In summary, these findings indicated the antigen-specific induction of ICOS+CD38+ cTfh after vaccination with notable differences between cohorts. While the frequency of ICOS+CD38+ cTfh increased continually for SARS-CoV-2–naive adults, this sustained induction was not evident for cTfh in SARS-CoV-2–experienced adults by comparison. However, since Tfh provides aid to B cells, these findings suggest whether B cell responses also differed by an individual's COVID-19 history (Samanovic et al., 2021).

Figure 9: ASC populations measured by ELISpots in SARS-CoV-2 experienced and naive cohorts.

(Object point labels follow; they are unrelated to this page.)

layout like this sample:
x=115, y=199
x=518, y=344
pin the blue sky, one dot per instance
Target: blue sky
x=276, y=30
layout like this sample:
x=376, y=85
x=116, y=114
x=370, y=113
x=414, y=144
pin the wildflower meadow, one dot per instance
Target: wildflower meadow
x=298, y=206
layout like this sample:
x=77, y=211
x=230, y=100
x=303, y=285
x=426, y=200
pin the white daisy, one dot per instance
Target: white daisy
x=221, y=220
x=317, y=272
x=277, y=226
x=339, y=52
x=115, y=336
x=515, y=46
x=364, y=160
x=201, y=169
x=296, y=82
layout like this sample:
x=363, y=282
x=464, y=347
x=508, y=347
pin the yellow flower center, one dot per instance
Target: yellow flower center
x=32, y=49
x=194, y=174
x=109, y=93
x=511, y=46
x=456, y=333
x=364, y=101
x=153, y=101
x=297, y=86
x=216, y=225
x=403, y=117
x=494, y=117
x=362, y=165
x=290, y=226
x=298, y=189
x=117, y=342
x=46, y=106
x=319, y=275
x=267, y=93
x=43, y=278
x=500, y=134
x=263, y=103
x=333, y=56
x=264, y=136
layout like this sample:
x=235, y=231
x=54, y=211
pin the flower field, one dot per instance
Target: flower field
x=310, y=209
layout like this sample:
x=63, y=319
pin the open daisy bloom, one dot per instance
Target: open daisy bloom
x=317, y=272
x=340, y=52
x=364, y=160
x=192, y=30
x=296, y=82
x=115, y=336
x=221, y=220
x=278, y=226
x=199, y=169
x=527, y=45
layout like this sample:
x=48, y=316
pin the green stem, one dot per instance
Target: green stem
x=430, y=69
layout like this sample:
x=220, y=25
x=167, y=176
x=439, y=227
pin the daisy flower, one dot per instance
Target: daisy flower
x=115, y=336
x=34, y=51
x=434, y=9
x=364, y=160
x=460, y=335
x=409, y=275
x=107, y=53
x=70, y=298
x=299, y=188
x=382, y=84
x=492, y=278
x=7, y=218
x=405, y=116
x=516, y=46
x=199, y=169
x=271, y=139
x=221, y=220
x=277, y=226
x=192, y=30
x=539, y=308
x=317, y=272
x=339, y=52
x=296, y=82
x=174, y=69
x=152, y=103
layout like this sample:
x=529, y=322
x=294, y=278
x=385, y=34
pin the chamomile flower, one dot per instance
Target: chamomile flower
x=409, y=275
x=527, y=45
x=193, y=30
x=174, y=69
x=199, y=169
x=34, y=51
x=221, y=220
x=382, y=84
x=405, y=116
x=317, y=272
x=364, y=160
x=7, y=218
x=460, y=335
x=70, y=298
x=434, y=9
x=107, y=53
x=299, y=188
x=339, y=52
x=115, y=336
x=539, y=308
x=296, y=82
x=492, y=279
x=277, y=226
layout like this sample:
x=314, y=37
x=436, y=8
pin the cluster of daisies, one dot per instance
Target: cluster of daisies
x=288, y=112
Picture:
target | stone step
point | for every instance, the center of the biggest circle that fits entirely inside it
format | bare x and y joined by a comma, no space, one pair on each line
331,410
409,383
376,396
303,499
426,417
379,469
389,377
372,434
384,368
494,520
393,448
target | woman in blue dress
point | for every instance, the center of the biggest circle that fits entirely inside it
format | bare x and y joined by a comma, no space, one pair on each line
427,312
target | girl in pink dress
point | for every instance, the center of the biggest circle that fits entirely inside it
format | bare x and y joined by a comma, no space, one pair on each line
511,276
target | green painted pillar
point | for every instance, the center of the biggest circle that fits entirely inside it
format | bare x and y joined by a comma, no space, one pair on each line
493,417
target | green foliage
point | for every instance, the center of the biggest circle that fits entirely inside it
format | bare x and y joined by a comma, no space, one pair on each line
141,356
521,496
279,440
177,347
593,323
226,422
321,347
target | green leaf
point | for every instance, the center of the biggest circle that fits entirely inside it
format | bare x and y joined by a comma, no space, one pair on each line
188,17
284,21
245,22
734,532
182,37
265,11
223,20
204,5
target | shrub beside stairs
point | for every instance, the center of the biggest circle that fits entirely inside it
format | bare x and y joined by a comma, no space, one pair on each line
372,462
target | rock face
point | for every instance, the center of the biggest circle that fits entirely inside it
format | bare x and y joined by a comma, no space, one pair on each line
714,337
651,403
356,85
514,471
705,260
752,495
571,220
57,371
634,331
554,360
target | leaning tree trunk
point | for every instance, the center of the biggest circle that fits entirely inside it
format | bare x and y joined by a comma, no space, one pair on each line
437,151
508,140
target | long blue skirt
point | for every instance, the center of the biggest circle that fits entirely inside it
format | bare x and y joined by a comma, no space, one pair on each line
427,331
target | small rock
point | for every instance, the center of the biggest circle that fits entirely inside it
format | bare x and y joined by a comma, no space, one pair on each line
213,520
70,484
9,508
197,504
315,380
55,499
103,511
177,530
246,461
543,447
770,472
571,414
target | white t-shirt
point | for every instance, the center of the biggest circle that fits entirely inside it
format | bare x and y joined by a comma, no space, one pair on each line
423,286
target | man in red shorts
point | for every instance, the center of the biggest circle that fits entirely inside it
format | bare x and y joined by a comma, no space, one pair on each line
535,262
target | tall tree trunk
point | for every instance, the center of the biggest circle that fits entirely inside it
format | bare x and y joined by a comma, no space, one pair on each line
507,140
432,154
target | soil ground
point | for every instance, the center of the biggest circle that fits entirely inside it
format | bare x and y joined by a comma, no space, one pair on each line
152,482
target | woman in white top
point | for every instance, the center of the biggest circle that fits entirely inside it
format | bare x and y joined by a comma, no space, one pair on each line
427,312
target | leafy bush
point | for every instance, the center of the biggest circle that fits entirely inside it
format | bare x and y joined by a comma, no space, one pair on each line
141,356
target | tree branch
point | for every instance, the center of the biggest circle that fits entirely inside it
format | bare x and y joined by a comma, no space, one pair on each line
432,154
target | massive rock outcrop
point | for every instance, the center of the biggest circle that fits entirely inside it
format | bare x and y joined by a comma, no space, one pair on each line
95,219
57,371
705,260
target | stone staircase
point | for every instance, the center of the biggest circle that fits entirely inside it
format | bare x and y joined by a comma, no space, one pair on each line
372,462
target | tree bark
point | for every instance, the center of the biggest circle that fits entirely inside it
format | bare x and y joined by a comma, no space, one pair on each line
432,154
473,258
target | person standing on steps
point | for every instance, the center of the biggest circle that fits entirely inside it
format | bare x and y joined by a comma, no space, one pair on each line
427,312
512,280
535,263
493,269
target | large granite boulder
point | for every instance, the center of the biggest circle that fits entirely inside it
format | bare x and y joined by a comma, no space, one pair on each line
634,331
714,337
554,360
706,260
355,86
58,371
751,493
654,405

To test the influence of prior infection of SARS-CoV-2 on antigen-specific B cell responses, Samanovic et al. (2021) used ELISpot analyses of ASCs. These ELISpots were performed one week after each vaccine dose for both the experienced and naive cohorts. After the first dose of the vaccine, there was an increase in ASCs for SARS-CoV-2 experienced individuals, only a few SARS-CoV-2 specific ASCs were found in SARS-CoV-2 naive individuals, as can be seen in Figure 9 (Samanovic et al., 2021). Experienced cohorts showed an increase in IgG-secreting ASC that are specific to the receptor binding domain (CBD), S1 domain, and S2 domain of the spike protein (Samanovic et al., 2021). This was expected, as SARS-CoV-2-reactive B cells have been found to persist after an infection of COVID-19 (Dan et al., 2021). Additionally, IgA-secreting ASCs were identified in SARS-CoV-2 experienced adults (Samanovic et al., 2021).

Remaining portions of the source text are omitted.